Plus, these grains soak up any sauces, spices and seasonings in. your bowl, along with adding a bit of bulk to your meal to keep the wolf from the door. Here are a few to choose from for the base of your bowl:

  • Quinoa
  • Brown rice
  • Millet
  • Buckwheat

All of these grains boast something their refined counterparts lack – a hefty dose of fibre. With only 5% of us are getting enough of this nutrient, it’s no wonder so many are dealing with digestive issues like constipation and indigestion. We need fibre to keep our bowel movements regular and support healthy gut function – and where better to get your fix of the stuff than from cheap, tasty and satisfying whole grains? We only need 19 to 38 grams of fibre per day – to put that into perspective, just one cup of quinoa packs 5 grams of fibre. It’s also brimming with potassium and magnesium, coming in at 15% and 28%, of our daily needs for each, respectively. These nutrients are both essential for

Your protein

You might want to include plant-based protein or a meat source here – yes, some of the other elements of your bowl will pack in some protein like your veggies and whole grains, but you’ll want a central feature to tie the dish together.

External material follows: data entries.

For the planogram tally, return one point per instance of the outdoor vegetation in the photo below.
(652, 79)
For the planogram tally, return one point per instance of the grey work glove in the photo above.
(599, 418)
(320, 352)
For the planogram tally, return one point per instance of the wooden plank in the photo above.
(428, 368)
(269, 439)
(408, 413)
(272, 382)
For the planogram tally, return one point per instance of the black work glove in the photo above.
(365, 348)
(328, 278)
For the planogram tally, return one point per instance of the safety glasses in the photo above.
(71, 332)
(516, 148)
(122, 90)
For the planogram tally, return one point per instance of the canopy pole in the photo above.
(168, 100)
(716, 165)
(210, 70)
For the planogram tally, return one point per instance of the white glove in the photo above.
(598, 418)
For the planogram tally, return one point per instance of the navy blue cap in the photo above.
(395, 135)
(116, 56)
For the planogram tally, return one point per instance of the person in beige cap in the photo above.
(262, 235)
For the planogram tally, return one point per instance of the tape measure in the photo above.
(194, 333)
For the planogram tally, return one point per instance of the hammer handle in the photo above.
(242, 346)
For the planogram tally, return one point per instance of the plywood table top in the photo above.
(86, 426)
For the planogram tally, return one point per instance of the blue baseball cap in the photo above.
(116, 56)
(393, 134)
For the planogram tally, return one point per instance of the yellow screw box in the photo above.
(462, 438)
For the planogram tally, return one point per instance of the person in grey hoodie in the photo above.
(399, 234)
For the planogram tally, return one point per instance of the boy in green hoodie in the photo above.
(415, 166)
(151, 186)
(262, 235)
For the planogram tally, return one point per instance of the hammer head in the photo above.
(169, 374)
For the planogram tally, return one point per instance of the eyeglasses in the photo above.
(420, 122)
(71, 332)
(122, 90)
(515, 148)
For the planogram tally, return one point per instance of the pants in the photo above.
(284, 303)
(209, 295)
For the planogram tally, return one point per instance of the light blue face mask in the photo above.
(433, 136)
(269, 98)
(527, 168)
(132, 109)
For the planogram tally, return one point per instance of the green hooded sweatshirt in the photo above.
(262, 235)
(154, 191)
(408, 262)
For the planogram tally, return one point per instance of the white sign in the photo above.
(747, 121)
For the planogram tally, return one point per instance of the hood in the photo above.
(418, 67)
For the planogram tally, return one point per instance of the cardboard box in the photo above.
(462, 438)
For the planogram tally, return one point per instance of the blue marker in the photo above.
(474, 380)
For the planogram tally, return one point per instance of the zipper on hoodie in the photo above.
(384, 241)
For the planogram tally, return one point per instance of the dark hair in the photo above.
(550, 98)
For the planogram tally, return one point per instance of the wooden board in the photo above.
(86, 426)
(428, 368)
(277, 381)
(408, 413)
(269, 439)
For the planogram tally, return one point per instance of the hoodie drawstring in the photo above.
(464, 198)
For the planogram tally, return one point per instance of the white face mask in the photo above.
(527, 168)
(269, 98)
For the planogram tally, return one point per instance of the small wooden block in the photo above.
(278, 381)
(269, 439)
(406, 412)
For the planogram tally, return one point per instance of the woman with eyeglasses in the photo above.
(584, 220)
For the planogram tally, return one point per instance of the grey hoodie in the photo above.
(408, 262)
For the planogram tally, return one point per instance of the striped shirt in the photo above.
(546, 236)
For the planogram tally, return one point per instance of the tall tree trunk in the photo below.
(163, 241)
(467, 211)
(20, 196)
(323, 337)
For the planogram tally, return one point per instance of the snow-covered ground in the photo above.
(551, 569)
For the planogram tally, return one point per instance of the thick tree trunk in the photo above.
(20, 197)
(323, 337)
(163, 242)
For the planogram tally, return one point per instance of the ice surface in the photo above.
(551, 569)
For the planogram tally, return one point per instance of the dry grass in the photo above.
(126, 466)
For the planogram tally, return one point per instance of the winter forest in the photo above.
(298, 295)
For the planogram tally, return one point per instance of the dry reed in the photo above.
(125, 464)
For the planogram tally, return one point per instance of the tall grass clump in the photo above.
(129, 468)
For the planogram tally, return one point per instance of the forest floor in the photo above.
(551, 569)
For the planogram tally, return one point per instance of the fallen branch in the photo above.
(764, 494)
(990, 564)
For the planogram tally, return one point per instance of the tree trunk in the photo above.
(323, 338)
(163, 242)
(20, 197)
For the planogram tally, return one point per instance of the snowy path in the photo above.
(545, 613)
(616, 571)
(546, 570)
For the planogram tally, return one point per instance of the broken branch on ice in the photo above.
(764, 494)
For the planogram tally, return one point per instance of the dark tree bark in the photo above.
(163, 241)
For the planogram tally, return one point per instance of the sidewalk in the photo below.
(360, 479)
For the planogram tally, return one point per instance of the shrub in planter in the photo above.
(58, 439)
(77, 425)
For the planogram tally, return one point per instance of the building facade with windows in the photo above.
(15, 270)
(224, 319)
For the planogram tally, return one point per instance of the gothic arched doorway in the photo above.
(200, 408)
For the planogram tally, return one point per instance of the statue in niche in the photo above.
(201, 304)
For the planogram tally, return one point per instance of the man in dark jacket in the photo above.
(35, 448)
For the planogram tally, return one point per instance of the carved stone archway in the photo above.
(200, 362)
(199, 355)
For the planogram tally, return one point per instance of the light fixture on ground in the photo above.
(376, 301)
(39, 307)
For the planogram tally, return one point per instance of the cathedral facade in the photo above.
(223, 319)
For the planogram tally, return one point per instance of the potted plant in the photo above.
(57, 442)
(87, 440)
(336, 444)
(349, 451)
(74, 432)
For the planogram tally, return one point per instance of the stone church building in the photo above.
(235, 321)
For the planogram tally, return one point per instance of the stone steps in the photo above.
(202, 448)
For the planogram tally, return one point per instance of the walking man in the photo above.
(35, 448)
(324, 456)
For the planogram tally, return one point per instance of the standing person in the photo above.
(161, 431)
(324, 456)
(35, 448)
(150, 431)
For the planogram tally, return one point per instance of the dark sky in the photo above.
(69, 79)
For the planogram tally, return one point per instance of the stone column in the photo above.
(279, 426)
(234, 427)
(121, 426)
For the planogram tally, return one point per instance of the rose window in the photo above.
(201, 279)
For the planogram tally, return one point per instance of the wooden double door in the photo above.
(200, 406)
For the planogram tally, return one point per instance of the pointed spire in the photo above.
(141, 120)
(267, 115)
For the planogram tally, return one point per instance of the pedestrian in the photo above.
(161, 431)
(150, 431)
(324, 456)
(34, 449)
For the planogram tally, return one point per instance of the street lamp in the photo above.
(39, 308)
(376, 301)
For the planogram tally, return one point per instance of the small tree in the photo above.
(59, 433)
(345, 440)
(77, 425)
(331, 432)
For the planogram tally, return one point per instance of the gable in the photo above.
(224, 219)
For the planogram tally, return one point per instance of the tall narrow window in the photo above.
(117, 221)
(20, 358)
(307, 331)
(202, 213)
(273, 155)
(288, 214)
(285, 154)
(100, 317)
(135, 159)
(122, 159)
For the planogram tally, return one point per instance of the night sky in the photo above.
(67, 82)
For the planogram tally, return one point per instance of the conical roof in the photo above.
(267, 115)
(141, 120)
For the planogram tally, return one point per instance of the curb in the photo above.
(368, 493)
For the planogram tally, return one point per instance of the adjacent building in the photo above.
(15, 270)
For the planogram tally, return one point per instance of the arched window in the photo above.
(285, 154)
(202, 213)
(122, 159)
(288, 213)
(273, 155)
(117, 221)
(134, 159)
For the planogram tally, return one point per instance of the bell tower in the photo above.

Any of the following will work well:

  • Tofu
  • Meat or fish
  • Legumes

As per Hawaiian tradition, poke bowls often include a fish like tuna or albacore, usually the cheaper sections such as the head or tail. This is then diced up into cubes – of course, if you’re keen to leave Nemo off your plate, there are a number of other alternatives to deck your bowl out with. Lentils or chickpeas are an exceptional choice of legume, boasting nearly a third of our daily protein needs and 15% of our calcium needs, these humble legumes are bursting with fibre, with research showing these tiny legumes benefit digestion. Not a bad reason to add some of these to your bowl!

Your crunch

What poke bowl would be complete without an element of crunch? This is the part where you can get creative – from fruit to nuts, you can’t go wrong here. Take a look at some of our favourite additions:

  • Seeds and nuts: Peanuts, macadamias and sesame seeds are all tasty options to add a bit of crunch to your poke bowl – but any nut or seed will add flavour and nutrition.
  • Seaweed: From kelp to nori, seaweed adds a good dose of iodine and in some cases, vitamin D, so it’s worth adding this tasty sea plant to your bowl.
    Fresh veggies: Cucumbers, carrots and celery all add a refreshing element of crunch.
  • Fermented veggies: Pickles like ginger and gherkins pack a satisfying bite – and if you like it hot, now’s the time to add your chilli. A bit of kimchi or sauerkraut can also take your poke bowl to the next level of crunch – and heat.

Sauces and toppings

Just because tomato sauce and mayo are overloaded with sugar, doesn’t mean you can’t make your own mouth-watering sauces and dips for your bowl.

  • Hummus
  • Homemade mayo
  • Homemade dressings
  • Greek yoghurt
  • Olive oil and lemon

Note: The firmer your protein source, the more powerful your sauce should be. For instance a fatty fish or a firm tofu can be accompanied by a spicy sriracha mayo, while more subtle protein sources may benefit from a milder, sweet chilli sauce or a simple olive oil, salt and lemon dressing.